Now granted, the essence of this community is the “Trinity Mystery” that I can’t begin to fully understand, let alone explain, but the Trinity — God the Father, the Son, and Holy Spirit — is God in community, God in relationship; the kind of communal relationship that God intends for us to have when we get together like this.
But this is also the place where it all breaks down. It’s easy to see how much of the world is at odds with itself and how we have marred and scarred the image of God within humankind through wars, violence, hatred, and prejudice. But in the Church things are supposed to be different. And most of the time, I’m glad to say, they are. But as soon as I say that, we have to account for the times when the Church has been responsible for much of the separation and lack of community the world has known. History tells us the Church was behind the bloody Crusades, the Inquisition, and the defense and advocacy of slavery, all done in the name of God. And even though that’s all behind us, we still meet in our separate houses of worship on Sunday mornings and define ourselves by titles like Presbyterian, Methodist, Catholic, and Pentecostal.
Father Jenko may have survived by himself, but he lived and was his most whole when he was in community with others. Even the uncertain touch of his captors brought some strange sense of community to him. And when he found that taxicab money in his pocket, he knew that some strange sense of community had found them too.
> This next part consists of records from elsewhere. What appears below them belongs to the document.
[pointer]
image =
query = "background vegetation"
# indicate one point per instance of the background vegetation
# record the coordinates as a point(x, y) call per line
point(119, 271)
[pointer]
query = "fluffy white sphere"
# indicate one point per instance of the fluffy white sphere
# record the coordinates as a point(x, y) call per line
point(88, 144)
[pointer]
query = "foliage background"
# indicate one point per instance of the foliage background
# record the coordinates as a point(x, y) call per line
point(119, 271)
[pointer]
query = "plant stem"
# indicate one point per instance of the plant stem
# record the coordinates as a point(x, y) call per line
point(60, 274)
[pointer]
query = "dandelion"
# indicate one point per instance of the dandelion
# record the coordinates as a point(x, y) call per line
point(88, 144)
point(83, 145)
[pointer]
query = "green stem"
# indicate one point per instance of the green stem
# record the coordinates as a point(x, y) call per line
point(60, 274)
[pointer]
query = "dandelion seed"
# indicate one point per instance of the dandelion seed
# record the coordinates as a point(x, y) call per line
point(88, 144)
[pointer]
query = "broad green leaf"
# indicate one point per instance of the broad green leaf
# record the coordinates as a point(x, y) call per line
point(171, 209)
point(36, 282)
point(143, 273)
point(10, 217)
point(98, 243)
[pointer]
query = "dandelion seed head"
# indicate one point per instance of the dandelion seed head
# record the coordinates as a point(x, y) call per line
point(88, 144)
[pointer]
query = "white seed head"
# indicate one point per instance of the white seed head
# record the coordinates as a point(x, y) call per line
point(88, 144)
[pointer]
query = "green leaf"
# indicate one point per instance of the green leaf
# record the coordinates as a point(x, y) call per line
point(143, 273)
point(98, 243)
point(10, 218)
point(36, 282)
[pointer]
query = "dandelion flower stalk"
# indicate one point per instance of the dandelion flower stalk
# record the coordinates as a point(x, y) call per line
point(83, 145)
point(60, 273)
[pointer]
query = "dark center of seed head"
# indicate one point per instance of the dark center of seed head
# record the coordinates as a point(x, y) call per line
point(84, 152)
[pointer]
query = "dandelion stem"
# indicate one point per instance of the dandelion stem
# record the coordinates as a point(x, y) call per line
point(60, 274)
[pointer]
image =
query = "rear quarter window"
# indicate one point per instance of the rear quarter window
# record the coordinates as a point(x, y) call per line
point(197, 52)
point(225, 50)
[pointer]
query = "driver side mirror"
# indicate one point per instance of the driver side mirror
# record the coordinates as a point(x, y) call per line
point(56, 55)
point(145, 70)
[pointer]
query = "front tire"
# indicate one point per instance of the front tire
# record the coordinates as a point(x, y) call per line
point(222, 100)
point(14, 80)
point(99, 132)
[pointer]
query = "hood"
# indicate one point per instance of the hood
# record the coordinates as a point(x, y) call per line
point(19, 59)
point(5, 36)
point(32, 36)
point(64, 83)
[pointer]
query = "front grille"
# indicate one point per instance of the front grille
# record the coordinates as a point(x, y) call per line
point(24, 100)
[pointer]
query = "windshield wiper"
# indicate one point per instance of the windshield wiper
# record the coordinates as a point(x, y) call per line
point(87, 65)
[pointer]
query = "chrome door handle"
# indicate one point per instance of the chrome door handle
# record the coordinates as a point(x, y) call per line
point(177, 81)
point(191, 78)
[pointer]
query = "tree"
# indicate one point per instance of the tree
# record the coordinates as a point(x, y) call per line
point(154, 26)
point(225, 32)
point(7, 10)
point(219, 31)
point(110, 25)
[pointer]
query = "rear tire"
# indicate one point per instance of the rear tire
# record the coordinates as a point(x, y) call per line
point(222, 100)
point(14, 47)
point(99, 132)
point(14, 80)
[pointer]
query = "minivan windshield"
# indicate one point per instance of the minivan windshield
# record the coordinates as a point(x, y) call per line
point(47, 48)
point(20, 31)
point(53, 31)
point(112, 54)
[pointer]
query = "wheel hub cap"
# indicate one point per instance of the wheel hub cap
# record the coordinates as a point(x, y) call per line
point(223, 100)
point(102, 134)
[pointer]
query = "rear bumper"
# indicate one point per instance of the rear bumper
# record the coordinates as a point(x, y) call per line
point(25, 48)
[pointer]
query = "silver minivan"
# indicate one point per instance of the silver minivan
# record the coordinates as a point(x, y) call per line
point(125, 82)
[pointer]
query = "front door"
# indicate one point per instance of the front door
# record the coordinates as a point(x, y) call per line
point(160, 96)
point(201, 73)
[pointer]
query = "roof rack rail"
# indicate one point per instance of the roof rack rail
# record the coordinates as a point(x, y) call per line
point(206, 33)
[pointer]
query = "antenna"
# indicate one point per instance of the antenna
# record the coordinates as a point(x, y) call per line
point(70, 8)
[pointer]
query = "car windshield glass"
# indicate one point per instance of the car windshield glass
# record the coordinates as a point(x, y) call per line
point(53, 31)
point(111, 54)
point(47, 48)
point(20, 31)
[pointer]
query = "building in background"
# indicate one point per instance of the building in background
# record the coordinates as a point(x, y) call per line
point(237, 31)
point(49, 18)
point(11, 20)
What we have is far from perfect. After all, we’ve been created in the image of God, we’ve not been created God. What we have in the Church requires effort and intentionality to maintain. We come herebecause we need each other and we are a gift of God to one another. We matter here, as individuals and as a congregation. Our stories matter here, our lives matter here, our joys, our pains, our births, our deaths — all matter here. It’s only if we stop making the connections between our stories, and God’s Story that we fall into meaning-less-ness and our time here together becomes a boring obligation, devoid of purpose.
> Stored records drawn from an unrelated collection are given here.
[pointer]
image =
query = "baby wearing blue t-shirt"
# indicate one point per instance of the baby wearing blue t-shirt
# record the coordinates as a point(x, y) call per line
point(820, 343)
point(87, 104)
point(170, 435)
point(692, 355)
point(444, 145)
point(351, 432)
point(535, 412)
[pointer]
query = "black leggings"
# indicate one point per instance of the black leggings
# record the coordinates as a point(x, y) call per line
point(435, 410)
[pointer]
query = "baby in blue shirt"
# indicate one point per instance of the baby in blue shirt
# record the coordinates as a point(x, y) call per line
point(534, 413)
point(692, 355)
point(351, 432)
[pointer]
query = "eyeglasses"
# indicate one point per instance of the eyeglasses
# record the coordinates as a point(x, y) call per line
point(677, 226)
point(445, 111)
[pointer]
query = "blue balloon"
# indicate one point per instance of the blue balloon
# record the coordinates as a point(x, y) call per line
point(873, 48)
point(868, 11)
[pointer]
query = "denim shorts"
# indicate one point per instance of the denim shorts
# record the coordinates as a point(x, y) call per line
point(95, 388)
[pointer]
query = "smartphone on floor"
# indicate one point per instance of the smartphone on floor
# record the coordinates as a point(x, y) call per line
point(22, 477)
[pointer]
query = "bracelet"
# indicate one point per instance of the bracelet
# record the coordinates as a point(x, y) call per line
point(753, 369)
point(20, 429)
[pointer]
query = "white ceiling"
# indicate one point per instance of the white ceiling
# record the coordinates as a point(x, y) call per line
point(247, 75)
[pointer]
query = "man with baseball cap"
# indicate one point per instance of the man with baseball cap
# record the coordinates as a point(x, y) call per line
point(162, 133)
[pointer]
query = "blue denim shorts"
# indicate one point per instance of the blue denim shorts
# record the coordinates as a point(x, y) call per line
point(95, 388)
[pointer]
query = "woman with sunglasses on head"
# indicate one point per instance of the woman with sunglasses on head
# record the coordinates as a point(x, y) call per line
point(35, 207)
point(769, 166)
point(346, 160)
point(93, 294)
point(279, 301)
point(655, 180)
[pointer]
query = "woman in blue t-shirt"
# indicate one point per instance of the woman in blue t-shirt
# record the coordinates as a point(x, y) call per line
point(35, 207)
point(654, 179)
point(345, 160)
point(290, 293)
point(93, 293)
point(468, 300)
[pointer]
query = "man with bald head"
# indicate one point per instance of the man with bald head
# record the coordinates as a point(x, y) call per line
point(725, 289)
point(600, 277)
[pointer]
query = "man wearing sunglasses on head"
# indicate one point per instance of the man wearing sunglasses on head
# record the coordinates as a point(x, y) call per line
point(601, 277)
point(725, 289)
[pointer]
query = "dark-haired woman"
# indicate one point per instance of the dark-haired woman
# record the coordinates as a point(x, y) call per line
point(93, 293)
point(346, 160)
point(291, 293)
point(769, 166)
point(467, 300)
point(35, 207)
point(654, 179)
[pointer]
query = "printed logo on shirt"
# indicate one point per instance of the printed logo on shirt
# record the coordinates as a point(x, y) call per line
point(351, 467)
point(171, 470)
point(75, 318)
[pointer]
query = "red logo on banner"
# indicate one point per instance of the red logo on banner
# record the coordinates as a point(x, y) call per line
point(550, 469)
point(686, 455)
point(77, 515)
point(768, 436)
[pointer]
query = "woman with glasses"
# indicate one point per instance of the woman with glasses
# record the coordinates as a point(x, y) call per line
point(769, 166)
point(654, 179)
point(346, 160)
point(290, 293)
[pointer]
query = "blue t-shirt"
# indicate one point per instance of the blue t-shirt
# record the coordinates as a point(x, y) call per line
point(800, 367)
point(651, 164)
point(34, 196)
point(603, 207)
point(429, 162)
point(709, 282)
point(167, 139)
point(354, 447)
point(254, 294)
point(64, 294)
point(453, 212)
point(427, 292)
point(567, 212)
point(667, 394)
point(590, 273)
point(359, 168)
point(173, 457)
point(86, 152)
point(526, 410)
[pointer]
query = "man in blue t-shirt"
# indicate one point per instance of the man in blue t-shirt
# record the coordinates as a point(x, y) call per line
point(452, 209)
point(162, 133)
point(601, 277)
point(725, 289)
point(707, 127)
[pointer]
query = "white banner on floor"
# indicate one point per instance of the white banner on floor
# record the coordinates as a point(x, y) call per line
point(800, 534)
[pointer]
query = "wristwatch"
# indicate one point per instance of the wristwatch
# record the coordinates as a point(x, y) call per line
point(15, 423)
To be created in the image of God is to give ourselves to one another in community; It is to bring the story of our lives to this place and trust that it is a safe place. It is to live and die among God’s family in the sure and certain knowledge that it is only as we come together in the name of the Triune God that we truly know what it means to be whole, to be human, to be one with our God and with one another.
Jesus’ “Great Commission” does not say go off by yourselves and be the Church. No, Jesus says go to the world, go and be among the world, and teach and obey and baptize in the name of the Father, Son, and Holy Spirit. Go out there and be and share the fellowship and community that makes you children of God, that makes you the image of the Triune God
Friends, we allow ourselves to be held hostage when we refuse the community and relationship God intends for us in the Church. And we are hostage takers when we are dismissive of others whose ways and traditions are different than our own.
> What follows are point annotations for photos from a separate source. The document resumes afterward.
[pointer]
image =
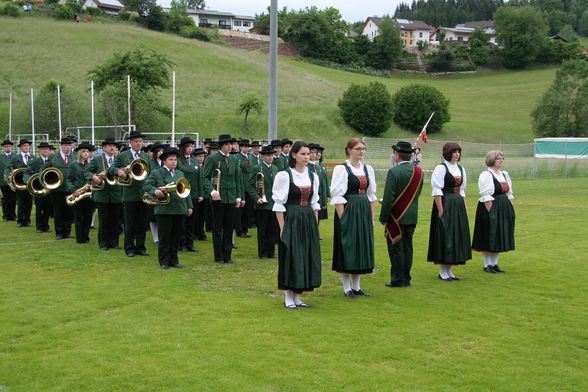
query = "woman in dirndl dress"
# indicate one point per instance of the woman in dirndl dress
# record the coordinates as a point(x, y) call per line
point(295, 195)
point(495, 216)
point(353, 188)
point(449, 235)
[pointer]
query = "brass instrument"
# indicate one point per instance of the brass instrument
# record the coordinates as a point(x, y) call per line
point(83, 193)
point(181, 187)
point(16, 179)
point(260, 186)
point(216, 179)
point(35, 186)
point(138, 170)
point(51, 178)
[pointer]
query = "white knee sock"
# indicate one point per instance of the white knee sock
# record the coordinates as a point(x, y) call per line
point(345, 281)
point(154, 233)
point(289, 297)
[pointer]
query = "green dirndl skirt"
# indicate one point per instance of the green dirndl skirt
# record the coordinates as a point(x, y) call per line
point(494, 229)
point(299, 267)
point(449, 236)
point(353, 242)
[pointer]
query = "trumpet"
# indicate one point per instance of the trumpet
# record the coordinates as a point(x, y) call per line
point(216, 178)
point(16, 179)
point(181, 188)
point(35, 186)
point(137, 170)
point(82, 193)
point(51, 178)
point(260, 186)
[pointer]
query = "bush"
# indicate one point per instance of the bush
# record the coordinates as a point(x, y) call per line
point(414, 104)
point(10, 9)
point(367, 109)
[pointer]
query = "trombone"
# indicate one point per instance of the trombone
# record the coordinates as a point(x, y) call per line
point(181, 188)
point(137, 170)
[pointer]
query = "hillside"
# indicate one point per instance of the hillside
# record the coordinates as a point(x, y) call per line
point(211, 79)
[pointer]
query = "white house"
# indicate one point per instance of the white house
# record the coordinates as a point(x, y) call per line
point(112, 7)
point(463, 31)
point(222, 20)
point(411, 31)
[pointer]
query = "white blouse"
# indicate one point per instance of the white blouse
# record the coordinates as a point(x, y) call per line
point(339, 182)
point(438, 178)
point(281, 188)
point(486, 184)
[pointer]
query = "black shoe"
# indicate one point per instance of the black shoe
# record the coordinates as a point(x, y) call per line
point(349, 294)
point(489, 269)
point(360, 292)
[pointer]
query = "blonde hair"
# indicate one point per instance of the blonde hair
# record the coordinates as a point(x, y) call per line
point(492, 156)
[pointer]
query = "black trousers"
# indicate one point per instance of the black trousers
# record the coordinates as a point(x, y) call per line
point(108, 230)
point(222, 230)
point(266, 229)
point(401, 257)
point(135, 213)
point(169, 228)
point(62, 213)
point(8, 203)
point(24, 202)
point(42, 212)
point(83, 211)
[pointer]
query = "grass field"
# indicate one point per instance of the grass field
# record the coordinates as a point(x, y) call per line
point(75, 318)
point(491, 107)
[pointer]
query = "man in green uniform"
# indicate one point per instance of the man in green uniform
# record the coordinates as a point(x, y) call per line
point(400, 213)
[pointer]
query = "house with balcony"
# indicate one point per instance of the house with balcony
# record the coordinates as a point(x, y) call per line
point(222, 20)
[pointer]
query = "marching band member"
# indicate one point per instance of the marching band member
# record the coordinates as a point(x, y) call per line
point(353, 187)
point(226, 196)
point(135, 212)
point(265, 217)
point(449, 235)
point(495, 216)
point(108, 200)
point(295, 195)
point(170, 217)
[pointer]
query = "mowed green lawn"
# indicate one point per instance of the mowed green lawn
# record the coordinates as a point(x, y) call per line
point(74, 318)
point(211, 79)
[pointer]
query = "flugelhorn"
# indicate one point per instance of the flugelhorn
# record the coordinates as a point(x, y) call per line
point(181, 188)
point(260, 186)
point(137, 170)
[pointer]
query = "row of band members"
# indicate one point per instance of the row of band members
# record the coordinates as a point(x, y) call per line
point(295, 203)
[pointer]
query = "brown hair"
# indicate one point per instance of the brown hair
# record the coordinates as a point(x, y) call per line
point(449, 149)
point(352, 143)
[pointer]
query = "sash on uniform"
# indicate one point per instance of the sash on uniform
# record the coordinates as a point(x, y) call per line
point(401, 205)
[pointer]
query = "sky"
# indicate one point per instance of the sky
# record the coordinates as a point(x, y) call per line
point(352, 10)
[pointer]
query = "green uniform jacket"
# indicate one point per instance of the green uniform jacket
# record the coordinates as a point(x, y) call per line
point(57, 162)
point(161, 177)
point(398, 178)
point(110, 194)
point(4, 161)
point(193, 174)
point(231, 185)
point(135, 191)
point(269, 173)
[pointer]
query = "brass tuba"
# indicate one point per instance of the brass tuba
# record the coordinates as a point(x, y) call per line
point(216, 179)
point(260, 186)
point(35, 186)
point(138, 170)
point(16, 179)
point(181, 187)
point(83, 193)
point(51, 178)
The Good News is that there is a foundational unity to our humanity that God has created, that God sees, that God wants us to see and participate in.
The Good News is that we are constantly being re-created, re-molded, re-fashioned through faith so that we might come to live the image of God within us and reflect the loving community that exists within God: Father, Son, and Holy Spirit.
So what better way to celebrate our oneness than through the gift of Communion.
(GO TO TABLE)
1Anderson and Foley, Mighty Stories, Dangerous Rituals (San Francisco:Jossey-Bass Publishers, 1998), page 181.